Generative AI: 4 Ways We Engineer AWS Infrastructure for This Innovation

Adapting and Innovating the Infrastructure for Generative AI

Prasad Kalyanaraman July 3, 2024

7 minutes read

Generative Artificial Intelligence (Generative AI) has transformed our world seemingly overnight. Within a few months, it became commonplace for individuals and enterprises to use the new technology to enhance decision-making, transform customer experiences, and boost creativity and innovation. But the underlying infrastructure that powers generative AI was not built in day—in fact, it is the result of years of innovation.

Artificial Intelligence and Machine Learning (ML) have been a focus for Amazon for more than 25 years. Many Amazon capabilities that customers use daily are driven by ML, like shopping recommendations and packaging decisions. Within Amazon Web Services (AWS), we have been focused on bringing that knowledge and capability to our customers by putting ML in to the hands of every developer, data scientist, and expert practitioner.
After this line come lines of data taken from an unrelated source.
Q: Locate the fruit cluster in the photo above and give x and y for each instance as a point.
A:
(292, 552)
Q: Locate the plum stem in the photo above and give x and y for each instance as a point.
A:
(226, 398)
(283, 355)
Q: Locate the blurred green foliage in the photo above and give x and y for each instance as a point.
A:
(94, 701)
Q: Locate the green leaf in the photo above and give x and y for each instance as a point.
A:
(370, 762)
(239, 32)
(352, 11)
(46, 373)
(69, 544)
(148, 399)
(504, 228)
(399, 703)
Generative AI is now a multibillion-dollar revenue run rate business for AWS. Over 100,000 customers across industries—including adidas, New York Stock Exchange, Pfizer, Ryanair, and Toyota—are using AWS AI and ML services to reinvent experiences for their customers. Additionally, many of the leading generative AI models are trained and run on AWS.

All of this work is underpinned by AWS’s global infrastructure, including our data centres, global network, and custom AI chips. There is no compression algorithm for experience, and since we have been building large-scale data centres for more than 15 years and GPU-based servers for more than 12 years, we have a massive existing footprint of AI infrastructure.
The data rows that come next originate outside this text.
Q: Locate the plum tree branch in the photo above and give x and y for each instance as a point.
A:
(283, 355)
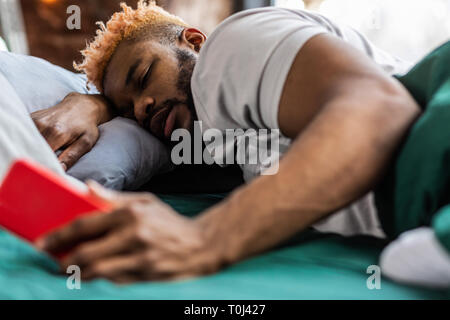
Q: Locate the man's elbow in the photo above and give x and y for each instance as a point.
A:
(396, 108)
AWS continues to adapt and improve upon our strong infrastructure foundation as the world changes rapidly, and we are delivering innovations specifically for generative AI. Here are some key ways we are innovating on our leading global infrastructure to support generative AI at scale.
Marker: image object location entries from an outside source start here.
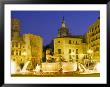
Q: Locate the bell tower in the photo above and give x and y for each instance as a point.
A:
(63, 31)
(15, 29)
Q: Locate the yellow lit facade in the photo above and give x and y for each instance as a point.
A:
(33, 47)
(69, 48)
(25, 47)
(93, 39)
(17, 44)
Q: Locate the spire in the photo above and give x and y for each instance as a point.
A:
(63, 22)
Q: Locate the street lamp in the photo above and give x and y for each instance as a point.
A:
(90, 54)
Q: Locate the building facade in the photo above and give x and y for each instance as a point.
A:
(69, 47)
(33, 47)
(93, 40)
(26, 47)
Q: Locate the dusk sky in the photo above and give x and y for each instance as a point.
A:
(47, 23)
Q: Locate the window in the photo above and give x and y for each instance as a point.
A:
(76, 51)
(59, 51)
(58, 41)
(16, 44)
(69, 50)
(16, 52)
(73, 42)
(69, 41)
(76, 42)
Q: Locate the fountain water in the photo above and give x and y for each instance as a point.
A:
(14, 67)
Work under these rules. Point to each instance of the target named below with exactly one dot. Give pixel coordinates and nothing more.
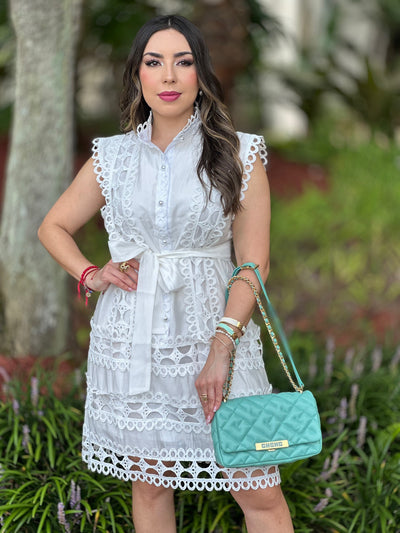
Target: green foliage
(338, 250)
(371, 90)
(352, 486)
(42, 480)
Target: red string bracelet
(82, 282)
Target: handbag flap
(268, 423)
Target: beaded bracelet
(214, 337)
(241, 327)
(234, 342)
(82, 282)
(233, 335)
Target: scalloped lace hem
(177, 470)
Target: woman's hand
(211, 379)
(111, 274)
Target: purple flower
(34, 391)
(15, 406)
(362, 431)
(376, 359)
(25, 438)
(61, 518)
(342, 413)
(349, 357)
(353, 400)
(395, 359)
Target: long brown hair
(220, 155)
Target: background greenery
(334, 267)
(352, 486)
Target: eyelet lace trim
(257, 146)
(194, 469)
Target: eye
(151, 62)
(186, 62)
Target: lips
(169, 96)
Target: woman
(174, 190)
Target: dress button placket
(161, 209)
(161, 204)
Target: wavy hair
(219, 159)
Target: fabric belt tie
(156, 268)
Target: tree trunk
(33, 302)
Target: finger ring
(124, 266)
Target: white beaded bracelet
(234, 322)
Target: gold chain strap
(271, 333)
1. Delivering Low-Latency, Large-Scale Networking

Generative AI models require massive amounts of data to train and run efficiently. The larger and more complex the model is, the longer the training duration. As you increase time to train, you are not only increasing operating costs but also slowing down innovation. Traditional networks are not sufficient for the low latency and large scale needed for generative AI model training.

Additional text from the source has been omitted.